Author Topic:   character encoding
mags
unregistered
posted March 16, 2000 09:01 AM           
How can we be sure about the encoding being used for character reading/writing? Have a look at the following question.

Which method implementations will write the given string to a file named "file", using UTF8 encoding?

IMPLEMENTATION A:
public void write(String msg) throws IOException {
FileWriter fw = new FileWriter(new File("file"));
fw.write(msg);
fw.close();
}

IMPLEMENTATION B:
public void write(String msg) throws IOException {
OutputStreamWriter osw =
new OutputStreamWriter(new FileOutputStream("file"), "UTF8");
osw.write(msg);
osw.close();
}

IMPLEMENTATION C:
public void write(String msg) throws IOException {
FileWriter fw = new FileWriter(new File("file"));
fw.setEncoding("UTF8");
fw.write(msg);
fw.close();
}

IMPLEMENTATION D:
public void write(String msg) throws IOException {
FilterWriter fw = FilterWriter(new FileWriter("file"), "UTF8");
fw.write(msg);
fw.close();
}

IMPLEMENTATION E:
public void write(String msg) throws IOException {
OutputStreamWriter osw = new OutputStreamWriter(
new OutputStream(new File("file")), "UTF8"
);
osw.write(msg);
osw.close();
}

I think readers and writers will always use 16 bit Unicode for characters.
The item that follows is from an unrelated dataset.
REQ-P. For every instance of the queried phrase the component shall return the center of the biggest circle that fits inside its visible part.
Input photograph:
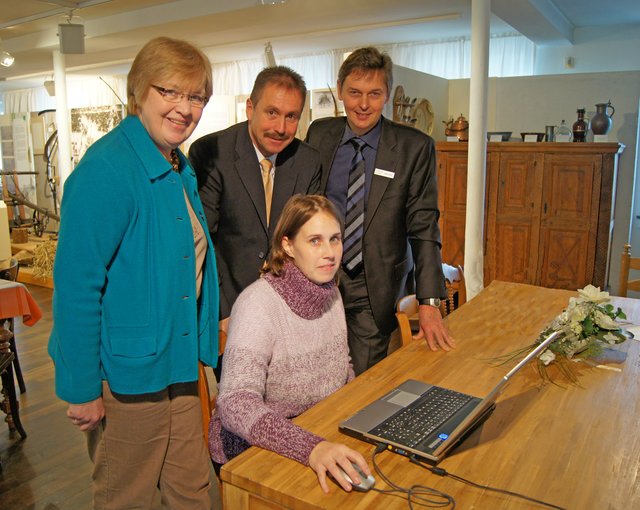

For FileOutputStream, do we have to specify the encoding method?
Any thoughts will be appreciated.
Thanks.

Tony Alicea
sheriff
posted March 16, 2000 11:08 AM             
If FileOutputStream is a stream, it works with bytes. In Java, characters are encoded, not bytes. So a Reader and/or Writer of sorts would have to be involved in encoding:

OutputStreamWriter(OutputStream out, String enc)
Create an OutputStreamWriter that uses the named character encoding.

maha anna
bartender
posted March 16, 2000 12:16 PM             
IMPLEMENTATION A:

Not correct .This kind of implementation may or may not use UTF-8 encoding. Every Java platform has a default encoding which may or may not be set to UTF-8. Because all subclasses of Reader and Writer uses the default encoding scheme if we do not explicitly set to different type during their construction. Because a Chineese m/c which has input and output in terms of Chineese chars would have been set to diff. default encoding scheme.
This is what I think. Others please add to this

IMPLEMENTATION B:
This is the ONLY CORRECT implementation in given ans. Just ignore the NOT CORRECT part alone. The added info is just extra info. This was pointed out by Betty in this post

Not Correct. There is no relation between the stream (byte) related classes and the encoding scheme. If you think logically also all 'stream' classes read/write as 'raw bytes'. There are some high level methods which can maximum convert these raw bytes to primivites. Since the no. of bytes of a primitive is same at all platforms, these stream classes's read/write methods works consistantly in all platforms. There is no need for encoding scheme when you read in terms of 'bytes'. Also if you want to verify this, in JDK there is no stream class constructors taking 'encoding scheme' as an arg to the constructor.

IMPLEMENTATION C:

Not Correct. There is no method called 'fileWriterObject.setEncoding(String scheme);'

IMPLEMENTATION D:

This also NOT CORRECT because of the incorrect construction of the FilterWriter object. There is no FilterWriter constructor taking enc. scheme as an arg.

IMPLEMENTATION E:

public void write(String msg) throws IOException {
OutputStreamWriter osw = new OutputStreamWriter(
new OutputStream(new File("file")), "UTF8"
);
osw.write(msg);
osw.close();
}
At first this implementation looks fine. But if you look closely you CANNOT instantiate InputStrean/OutputStream classes. They are abstract. If this mistake would have been corrected to 'new FileInputStream(...) / or any other valid InputStream object Then this is CORRECT.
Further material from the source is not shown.